The traffic sped up and William fell into a moody silence.
Chang turned away, feeling as if he'd been physically assaulted by the boy's words, by this very different side of his son. Oh, certainly there'd been problems with William in the past. As he'd neared his late teens he'd grown sullen and angry and withdrawn. His attendance at school dropped. When he'd brought home a letter from his teacher reprimanding him for bad grades Chang had confronted the boy – whose intelligence had been tested and was far higher than average. William had said that it wasn't his fault. He was persecuted at school and treated unfairly because his father was a dissident who'd flouted the one-child rule, spoke favorably about Taiwanese independence and – the worst sacrilege of all – was critical of the CCP, the Chinese Communist Party, and its hardline views on freedom and human rights. Both he and his younger brother were taunted regularly by "superbrats," youngsters who, as only children in comfortable rich and middle-class Communist families, were spoiled by hordes of doting relatives and tended to bully other students. It didn't help that William was named after the most famous American entrepreneur in recent years, and young Ronald for a U.S. president.
But neither his behavior, nor this explanation for it, had seemed to Chang very serious and he hadn't paid much mind to his son's moods. Besides, it was Mei-Mei's task to rear the children, not his.
Why was the boy suddenly behaving so differently?
But then Chang realized that between working ten hours a day at a print shop and engaging in his dissident activities for most of the night, he'd spent virtually no time with his son – not until the voyage from Russia to Meiguo. Perhaps, he thought with a chill, this is how the boy always behaved.
For a moment he felt another burst of anger – though only partially directed toward William himself. Chang couldn't tell exactly what he was furious at. He stared at the crowded streets for a few moments then said to his son, "You're right. I wouldn't have been able to start the car myself. Thank you."
William didn't acknowledge that his father had even spoken and hunched over the wheel, lost in his own thoughts.
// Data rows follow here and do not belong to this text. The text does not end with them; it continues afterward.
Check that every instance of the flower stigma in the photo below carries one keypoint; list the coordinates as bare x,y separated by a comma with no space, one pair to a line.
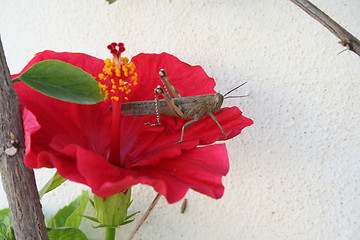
117,80
118,75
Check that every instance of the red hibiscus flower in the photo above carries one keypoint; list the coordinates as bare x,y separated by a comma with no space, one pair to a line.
110,152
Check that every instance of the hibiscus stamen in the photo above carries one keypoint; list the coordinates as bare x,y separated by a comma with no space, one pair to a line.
118,75
117,81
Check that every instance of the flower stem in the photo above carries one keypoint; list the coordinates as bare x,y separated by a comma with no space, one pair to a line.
110,233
Twenty minutes later they were in Chinatown, driving down a broad road that was named in both Chinese and English, " Canal Street." The rain was letting up and there were many people on the sidewalks, which were lined with hundreds of grocery and souvenir shops, fish markets, jewelry stores, bakeries.
"Where should we go?" William asked.
"Park there," Chang instructed and William pulled the van to a curb. Chang and Wu climbed out. They walked into a store and asked the clerk about the neighborhood associations – tongs. These organizations were usually made up of people from common geographic areas in China. Chang was seeking a Fujianese tong, since the two families were from the province of Fujian. They would not, Chang assumed, be welcomed in a tong with roots in Canton, where most of the early Chinese immigrants had come from. But he was surprised to learn that much of Manhattan 's Chinatown was now heavily populated with people from Fujian and many of the Cantonese had moved away. There was a major Fujianese tong only a few blocks away.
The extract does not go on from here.